Self-Host Multica with Greffon
Multica manages AI coding agents as team members. The orchestration record (issues, agents, chat) is worth owning. Here is the honest setup on a greffer, SMTP gotcha and all.
Multica is an open-source platform for managing AI coding agents (Claude Code, Codex, Gemini CLI, and others) as if they were team members: you assign tasks, track progress, and reuse skills across agents. The work it coordinates is your codebase and your prompts, so the record of who was asked to do what is worth keeping on hardware you own rather than an account you rent. Grafting the Multica server onto a greffer puts that record on your machine, and Greffon takes the TLS and routing off your plate.
Why own the server
Multica splits into two halves. The half you graft here is the server: the web UI, the API, and a bundled Postgres that holds your issues, agents, chat history, and skills. The other half is an agent daemon that runs on your own machine, where the actual code lives, and points back at this server. Self-hosting the server means the orchestration history (the prompts you sent, the tasks you tracked, the skills you built up) sits on a box you control, not a third party's.
Graft it from the catalog
On a greffer you do not hand-write a compose file or wire a reverse proxy. Pick Multica from the catalog and graft it onto your greffer. The platform generates the JWT signing secret for you at instance creation, issues the certificate, and routes the app, so the web UI comes up reachable over HTTPS without you assembling that plumbing by hand.

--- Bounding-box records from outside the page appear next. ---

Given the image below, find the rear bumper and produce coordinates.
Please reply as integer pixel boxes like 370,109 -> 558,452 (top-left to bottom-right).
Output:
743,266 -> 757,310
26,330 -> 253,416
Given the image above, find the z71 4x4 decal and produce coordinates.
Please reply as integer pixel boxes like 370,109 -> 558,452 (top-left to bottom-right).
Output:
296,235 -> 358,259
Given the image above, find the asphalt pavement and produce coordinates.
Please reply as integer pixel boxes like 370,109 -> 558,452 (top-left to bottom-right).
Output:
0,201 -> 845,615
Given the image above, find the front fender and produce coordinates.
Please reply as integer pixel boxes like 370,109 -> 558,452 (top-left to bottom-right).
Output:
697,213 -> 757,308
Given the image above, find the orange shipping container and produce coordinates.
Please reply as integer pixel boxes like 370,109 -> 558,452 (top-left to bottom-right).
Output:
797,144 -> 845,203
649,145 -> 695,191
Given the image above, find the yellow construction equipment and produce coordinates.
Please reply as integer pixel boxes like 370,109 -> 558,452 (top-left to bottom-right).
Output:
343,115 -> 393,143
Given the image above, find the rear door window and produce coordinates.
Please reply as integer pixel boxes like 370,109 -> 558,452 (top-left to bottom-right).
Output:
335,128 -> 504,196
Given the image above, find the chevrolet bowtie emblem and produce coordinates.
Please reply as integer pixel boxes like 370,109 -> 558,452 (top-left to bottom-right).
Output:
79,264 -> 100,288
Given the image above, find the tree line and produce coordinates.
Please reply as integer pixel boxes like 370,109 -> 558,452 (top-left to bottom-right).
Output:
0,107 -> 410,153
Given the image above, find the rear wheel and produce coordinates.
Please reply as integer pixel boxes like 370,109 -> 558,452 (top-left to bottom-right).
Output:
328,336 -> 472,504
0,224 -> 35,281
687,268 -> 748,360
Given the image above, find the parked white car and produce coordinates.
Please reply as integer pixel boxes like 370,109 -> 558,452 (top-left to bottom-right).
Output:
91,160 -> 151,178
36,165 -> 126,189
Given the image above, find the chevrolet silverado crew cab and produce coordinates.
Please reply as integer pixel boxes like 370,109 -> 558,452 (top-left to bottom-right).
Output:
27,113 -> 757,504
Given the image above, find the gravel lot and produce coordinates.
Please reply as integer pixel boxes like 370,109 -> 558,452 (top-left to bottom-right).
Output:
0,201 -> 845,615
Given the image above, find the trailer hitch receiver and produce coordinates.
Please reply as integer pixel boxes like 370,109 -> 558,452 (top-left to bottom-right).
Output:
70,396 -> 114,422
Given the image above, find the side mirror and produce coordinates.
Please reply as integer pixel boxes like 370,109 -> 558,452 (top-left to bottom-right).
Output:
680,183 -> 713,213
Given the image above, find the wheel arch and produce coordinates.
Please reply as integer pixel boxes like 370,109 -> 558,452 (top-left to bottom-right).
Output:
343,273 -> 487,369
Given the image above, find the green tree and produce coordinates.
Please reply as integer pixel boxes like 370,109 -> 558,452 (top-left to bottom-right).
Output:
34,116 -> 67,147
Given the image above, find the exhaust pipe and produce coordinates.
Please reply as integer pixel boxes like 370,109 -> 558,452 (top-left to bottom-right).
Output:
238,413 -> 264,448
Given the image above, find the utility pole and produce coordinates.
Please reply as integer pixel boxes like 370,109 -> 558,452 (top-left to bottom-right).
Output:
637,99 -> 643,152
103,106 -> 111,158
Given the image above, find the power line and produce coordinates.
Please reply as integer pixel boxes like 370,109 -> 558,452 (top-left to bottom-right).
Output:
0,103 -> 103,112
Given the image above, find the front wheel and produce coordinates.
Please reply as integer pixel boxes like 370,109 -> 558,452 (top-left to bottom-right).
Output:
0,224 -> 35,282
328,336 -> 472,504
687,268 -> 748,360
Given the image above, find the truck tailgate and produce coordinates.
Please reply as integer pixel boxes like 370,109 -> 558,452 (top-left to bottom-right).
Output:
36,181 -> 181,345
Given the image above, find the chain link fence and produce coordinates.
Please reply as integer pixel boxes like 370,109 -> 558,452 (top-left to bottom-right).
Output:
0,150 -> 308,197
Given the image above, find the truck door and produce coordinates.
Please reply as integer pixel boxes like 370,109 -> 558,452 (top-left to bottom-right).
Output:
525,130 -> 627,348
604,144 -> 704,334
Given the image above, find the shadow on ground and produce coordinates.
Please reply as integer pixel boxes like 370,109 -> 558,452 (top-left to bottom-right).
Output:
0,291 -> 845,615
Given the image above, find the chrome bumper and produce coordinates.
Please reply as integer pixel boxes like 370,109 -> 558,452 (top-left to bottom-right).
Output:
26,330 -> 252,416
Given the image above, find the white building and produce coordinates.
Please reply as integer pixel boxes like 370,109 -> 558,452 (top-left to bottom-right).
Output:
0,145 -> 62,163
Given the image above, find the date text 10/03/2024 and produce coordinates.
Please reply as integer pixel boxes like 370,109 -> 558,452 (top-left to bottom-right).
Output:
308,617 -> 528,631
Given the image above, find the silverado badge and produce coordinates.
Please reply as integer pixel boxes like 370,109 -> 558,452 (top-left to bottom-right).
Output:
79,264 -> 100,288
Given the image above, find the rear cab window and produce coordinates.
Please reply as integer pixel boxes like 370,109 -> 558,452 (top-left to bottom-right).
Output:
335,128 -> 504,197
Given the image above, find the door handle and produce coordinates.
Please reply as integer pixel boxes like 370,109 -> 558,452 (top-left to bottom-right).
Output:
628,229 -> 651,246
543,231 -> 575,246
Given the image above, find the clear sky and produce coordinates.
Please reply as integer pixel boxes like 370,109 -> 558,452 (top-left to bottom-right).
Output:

Wire SMTP before you log in
This is the part you cannot skip, and it is the one most likely to lock you out. Multica logs you in with an emailed verification code. If no mail transport is configured, that code is only written to the server logs and never delivered, which means you cannot log in through the normal flow at all. So link an SMTP integration to the instance as part of setup, not after.
Any transactional mail provider with TLS works here: a dedicated SMTP service, or your own mail server if it offers STARTTLS or SSL. You supply the host, port, username, and password through the instance's SMTP integration, and Multica uses it to deliver login codes.
The agent daemon runs on your machine
Grafting the greffon gives you the server, not the agents. The agent daemon, the piece that actually runs Claude Code or Codex against your repositories, runs on your own machine and connects out to this instance. That is by design: the code and the API keys for your coding agents stay local, and the greffer only ever sees the orchestration layer.
Reach it from anywhere
The Multica server is a plain HTTP web app, which makes it straightforward to reach. On the same network as your greffer it works the moment it starts. To reach it from elsewhere, including from an agent daemon on a laptop somewhere else, you have two honest options.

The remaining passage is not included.